Rep. Jamie Raskin, D-Md., said the committee needed to be consistent in its protection of White House communications, referring to the “hullabaloo” caused years earlier by the discovery that Clinton had emails on her private server.

“The personal counsel for Jared Kushner and Ivanka Trump confirmed to the committee that Ivanka Trump continues to receive emails related to official business on her personal email account,” Raskin said.

But Rep. Jim Jordan, R-Ohio, suggested the situation involving Clinton was more serious, involving tens of thousands of emails that were destroyed.
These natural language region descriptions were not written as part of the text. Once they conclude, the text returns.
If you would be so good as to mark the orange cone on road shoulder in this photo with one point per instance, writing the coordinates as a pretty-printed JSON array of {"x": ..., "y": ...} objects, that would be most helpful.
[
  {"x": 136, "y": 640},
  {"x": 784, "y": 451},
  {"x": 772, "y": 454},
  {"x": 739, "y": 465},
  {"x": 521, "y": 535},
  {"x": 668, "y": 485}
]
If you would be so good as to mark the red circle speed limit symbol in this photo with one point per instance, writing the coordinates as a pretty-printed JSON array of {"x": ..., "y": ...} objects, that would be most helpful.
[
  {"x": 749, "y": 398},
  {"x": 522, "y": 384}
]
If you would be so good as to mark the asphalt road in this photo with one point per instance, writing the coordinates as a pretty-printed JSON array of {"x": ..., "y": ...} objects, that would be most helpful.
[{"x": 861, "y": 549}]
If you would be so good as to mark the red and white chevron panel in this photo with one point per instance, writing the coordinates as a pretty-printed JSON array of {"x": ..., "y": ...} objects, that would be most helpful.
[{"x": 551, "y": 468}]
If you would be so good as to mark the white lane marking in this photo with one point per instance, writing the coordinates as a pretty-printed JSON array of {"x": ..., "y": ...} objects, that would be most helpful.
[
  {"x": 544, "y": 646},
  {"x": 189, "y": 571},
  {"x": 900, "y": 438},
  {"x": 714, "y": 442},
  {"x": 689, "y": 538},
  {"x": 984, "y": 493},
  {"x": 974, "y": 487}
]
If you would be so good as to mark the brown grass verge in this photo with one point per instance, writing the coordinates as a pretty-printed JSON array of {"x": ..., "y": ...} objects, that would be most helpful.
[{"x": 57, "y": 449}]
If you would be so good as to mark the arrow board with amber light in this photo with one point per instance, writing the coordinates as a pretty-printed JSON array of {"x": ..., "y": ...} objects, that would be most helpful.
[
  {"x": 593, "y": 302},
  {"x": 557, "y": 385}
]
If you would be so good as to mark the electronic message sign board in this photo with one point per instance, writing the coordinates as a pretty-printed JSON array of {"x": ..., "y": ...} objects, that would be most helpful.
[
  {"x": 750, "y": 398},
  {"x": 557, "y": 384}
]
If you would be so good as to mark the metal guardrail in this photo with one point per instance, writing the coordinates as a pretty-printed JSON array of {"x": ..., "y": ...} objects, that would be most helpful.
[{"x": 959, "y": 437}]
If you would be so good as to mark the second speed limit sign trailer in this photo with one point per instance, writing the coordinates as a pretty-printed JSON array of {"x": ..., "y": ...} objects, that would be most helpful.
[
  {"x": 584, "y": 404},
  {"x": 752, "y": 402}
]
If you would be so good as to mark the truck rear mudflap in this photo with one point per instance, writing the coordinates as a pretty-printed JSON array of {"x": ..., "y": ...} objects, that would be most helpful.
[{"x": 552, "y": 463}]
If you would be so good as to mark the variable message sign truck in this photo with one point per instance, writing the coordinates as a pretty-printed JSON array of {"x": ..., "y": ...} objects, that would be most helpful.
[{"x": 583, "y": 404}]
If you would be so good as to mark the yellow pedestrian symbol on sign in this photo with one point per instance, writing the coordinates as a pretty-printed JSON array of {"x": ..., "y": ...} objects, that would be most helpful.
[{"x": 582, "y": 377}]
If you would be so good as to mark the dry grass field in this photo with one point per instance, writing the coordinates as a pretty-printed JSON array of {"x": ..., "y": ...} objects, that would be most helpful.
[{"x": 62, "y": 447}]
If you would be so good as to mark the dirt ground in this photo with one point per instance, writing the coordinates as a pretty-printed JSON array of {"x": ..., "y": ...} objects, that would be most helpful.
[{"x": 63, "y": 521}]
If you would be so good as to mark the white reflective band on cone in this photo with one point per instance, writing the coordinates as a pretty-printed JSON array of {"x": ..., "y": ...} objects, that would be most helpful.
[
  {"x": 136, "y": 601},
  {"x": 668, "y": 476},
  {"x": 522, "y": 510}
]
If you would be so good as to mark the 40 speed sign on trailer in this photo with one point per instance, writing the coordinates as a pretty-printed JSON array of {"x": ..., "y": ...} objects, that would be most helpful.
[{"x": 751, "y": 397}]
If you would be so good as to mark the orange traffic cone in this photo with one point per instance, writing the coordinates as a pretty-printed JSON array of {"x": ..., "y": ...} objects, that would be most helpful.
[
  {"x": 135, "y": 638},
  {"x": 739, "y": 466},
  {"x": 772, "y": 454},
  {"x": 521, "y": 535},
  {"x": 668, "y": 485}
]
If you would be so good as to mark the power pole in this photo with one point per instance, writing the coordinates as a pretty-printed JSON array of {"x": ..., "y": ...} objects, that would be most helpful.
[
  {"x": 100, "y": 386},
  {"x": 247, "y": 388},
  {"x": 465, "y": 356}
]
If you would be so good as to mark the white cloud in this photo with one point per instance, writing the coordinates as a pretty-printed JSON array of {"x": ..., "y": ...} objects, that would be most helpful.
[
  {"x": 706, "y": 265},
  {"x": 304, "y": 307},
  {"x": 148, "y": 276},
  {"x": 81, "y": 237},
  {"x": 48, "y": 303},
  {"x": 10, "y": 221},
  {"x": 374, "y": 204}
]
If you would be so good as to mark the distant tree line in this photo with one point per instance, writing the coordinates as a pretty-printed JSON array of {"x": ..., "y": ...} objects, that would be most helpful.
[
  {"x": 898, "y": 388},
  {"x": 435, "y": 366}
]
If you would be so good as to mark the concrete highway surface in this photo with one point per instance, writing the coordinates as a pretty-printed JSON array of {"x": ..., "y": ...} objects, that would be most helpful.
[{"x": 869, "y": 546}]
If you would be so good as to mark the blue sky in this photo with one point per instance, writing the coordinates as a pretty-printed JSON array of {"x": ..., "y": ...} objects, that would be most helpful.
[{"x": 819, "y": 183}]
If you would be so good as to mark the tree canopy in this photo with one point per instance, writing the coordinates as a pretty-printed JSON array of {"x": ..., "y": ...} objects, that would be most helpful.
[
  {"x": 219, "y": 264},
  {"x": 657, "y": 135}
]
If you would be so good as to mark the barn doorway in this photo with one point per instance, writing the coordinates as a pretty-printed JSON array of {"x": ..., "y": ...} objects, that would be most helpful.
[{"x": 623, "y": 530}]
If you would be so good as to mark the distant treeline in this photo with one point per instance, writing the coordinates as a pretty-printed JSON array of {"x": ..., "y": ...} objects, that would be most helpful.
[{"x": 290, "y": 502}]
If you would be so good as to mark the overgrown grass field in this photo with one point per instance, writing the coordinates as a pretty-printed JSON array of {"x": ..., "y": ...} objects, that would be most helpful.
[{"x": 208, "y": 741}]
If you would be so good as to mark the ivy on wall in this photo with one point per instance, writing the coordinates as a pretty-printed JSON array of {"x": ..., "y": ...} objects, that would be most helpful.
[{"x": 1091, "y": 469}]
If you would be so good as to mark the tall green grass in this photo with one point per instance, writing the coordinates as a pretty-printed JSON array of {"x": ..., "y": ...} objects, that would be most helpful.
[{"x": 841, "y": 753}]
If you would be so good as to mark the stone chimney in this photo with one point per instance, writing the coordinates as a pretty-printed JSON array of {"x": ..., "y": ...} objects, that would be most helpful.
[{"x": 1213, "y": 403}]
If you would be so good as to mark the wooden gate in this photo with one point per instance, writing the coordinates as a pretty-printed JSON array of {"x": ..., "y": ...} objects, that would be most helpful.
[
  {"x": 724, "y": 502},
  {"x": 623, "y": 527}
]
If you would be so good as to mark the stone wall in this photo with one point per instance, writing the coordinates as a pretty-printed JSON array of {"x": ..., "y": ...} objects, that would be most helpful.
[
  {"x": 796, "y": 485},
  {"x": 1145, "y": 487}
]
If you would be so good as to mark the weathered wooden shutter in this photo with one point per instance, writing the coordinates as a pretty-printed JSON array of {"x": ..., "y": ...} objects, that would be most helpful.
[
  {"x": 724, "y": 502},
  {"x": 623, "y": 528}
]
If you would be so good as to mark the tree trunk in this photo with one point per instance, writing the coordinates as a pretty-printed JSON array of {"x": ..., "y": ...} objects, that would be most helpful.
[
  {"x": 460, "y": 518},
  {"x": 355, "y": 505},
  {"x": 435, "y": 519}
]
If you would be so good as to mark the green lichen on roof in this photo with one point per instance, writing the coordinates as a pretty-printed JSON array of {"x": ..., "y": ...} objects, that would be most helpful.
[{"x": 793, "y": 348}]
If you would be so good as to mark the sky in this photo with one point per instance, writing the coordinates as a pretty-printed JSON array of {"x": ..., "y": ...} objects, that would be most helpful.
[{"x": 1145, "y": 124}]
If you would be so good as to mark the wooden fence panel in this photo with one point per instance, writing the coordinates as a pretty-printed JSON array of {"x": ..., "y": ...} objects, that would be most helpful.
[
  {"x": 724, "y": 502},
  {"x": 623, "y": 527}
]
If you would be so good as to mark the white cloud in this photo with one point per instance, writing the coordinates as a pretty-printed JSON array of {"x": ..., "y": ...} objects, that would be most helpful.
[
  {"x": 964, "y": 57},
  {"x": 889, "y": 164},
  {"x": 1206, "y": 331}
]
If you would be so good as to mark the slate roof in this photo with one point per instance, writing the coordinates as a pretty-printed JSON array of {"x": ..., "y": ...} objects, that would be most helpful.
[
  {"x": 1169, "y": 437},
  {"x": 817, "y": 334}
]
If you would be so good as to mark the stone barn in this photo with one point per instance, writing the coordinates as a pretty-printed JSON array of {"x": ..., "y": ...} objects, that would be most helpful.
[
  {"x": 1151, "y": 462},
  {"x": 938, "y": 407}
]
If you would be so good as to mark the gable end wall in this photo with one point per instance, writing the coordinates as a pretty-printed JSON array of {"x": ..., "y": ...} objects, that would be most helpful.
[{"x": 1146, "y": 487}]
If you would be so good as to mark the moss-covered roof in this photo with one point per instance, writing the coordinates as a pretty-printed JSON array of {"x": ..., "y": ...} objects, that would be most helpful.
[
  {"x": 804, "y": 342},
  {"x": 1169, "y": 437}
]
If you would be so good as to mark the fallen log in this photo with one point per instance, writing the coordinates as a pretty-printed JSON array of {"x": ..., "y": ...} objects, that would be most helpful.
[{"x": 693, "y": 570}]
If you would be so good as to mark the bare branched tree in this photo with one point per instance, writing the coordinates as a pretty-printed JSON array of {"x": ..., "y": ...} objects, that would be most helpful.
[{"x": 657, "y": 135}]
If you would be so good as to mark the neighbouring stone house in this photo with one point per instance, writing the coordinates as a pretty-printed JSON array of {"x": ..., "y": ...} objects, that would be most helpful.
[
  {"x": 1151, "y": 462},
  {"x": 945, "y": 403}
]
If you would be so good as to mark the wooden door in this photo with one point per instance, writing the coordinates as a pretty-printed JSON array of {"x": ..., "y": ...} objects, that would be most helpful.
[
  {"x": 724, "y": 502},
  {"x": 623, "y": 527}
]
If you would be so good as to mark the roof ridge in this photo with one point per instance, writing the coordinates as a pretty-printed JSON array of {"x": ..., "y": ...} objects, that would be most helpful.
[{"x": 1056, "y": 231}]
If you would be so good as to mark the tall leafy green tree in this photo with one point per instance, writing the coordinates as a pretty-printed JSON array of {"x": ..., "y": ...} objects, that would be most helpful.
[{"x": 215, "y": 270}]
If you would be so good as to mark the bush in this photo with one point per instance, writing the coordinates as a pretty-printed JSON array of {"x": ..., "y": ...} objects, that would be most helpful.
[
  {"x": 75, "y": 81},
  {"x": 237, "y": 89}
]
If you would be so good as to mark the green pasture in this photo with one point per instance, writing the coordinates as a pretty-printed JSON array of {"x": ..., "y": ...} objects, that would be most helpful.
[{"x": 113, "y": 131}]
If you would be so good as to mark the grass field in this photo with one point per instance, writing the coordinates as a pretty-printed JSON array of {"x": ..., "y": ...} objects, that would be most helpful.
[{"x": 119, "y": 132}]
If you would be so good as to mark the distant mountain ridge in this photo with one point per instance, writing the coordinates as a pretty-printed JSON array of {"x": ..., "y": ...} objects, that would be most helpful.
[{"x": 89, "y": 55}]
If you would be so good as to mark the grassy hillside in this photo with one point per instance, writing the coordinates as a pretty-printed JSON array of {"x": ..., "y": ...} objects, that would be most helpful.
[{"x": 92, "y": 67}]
President Donald Trump at one point tweeted a report from a conservative news outlet suggesting that Clinton’s emails had been hacked, which the FBI denied.

“I can’t think of a single reason for this request … aside from wanting to pursue the emails of the president’s daughter and son-in law,” Jordan said, calling it “inappropriate” and an abuse of the committee’s authority.

Kushner, a White House senior adviser, has come under scrutiny for using WhatsApp — an encrypted messaging application — to reach out to foreign contacts.

As lawmakers discussed the matter of subpoenas, the political after effects of Wednesday’s hearings featuring Mueller were still in play.

“Yesterday, right next door, Democrats had Bob Mueller testify,” Jordan said, referring to the nearby hearing room for the House Judiciary Committee. “They were hoping his testimony would help their crazy impeachment plans. Instead, it was a total bust.”

Jordan said Democrats didn’t “waste any time” going after the emails of the president’s family, saying it’s “purely for politics.”

But Democratic members said they are trying to keep the Trump administration accountable.

After presiding over the contentious hearing, Cummings gaveled it to a close.

“And have a good recess,” he said, as lawmakers filed out. After this week, the House will be in recess for the rest of the summer, with lawmakers scheduled to return Sept. 9.